Maintaining The CRRT Circuit: Non-Anticoagulant Alternatives

Document Type

Journal Article


Australian College of Critical Care Nurses


Faculty of Computing, Health and Science


School of Nursing, Midwifery and Postgraduate Medicine


Davies, H., & Leslie, G. (2006). Maintaining the CRRT circuit: non-anticoagulant alternatives. Australian Critical Care, 19(4), 133-138. Available here


Prevention of clotting is an important factor in continuous renal replacement therapy (CRRT) to ensure that solute clearance, electrolytes and acid base and fluid balance are controlled. This article will focus attention on the components and design of the CRRT circuit, identifying strategies in the literature which may promote circuit life. It is important that the CRRT circuit incorporates biocompatible materials and is designed in a way which limits turbulent blood flow. Premature clotting is also more likely to occur when blood flow through the circuit is interrupted or sluggish as a result of poor vascular access, or when there is increased resistance or obstruction in the circuit.
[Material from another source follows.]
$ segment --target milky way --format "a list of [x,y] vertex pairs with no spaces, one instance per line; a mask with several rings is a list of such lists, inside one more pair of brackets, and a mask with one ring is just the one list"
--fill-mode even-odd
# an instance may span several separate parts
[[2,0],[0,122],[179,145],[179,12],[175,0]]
The pre-dilution method of fluid replacement reduces blood viscosity inside the haemofilter and assists in delaying the onset of blood clots by limiting the potential for haemoconcentration. The monitoring and adjustment of the blood level inside the venous bubble or air trap can lessen the effect of blood-air contact and protect the site from excessive clotting. A number of other factors are also considered important as predictors of circuit life in the operation and management of the circuit. They include the choice of access site and design configuration of the catheter device, and the level of competency of nursing staff preparing and monitoring circuit function. Whilst the value of intermittent saline flushing has not been proven to be of benefit in promoting circuit life, it remains to be determined whether the choice in the CRRT mode affects circuit life differently. In conclusion, specific measures in the application of CRRT besides anticoagulation therapy can influence the development of blood clots and the duration of circuit life. This requires the development of evidence-based practice guidelines which include strategies that are known to promote circuit life.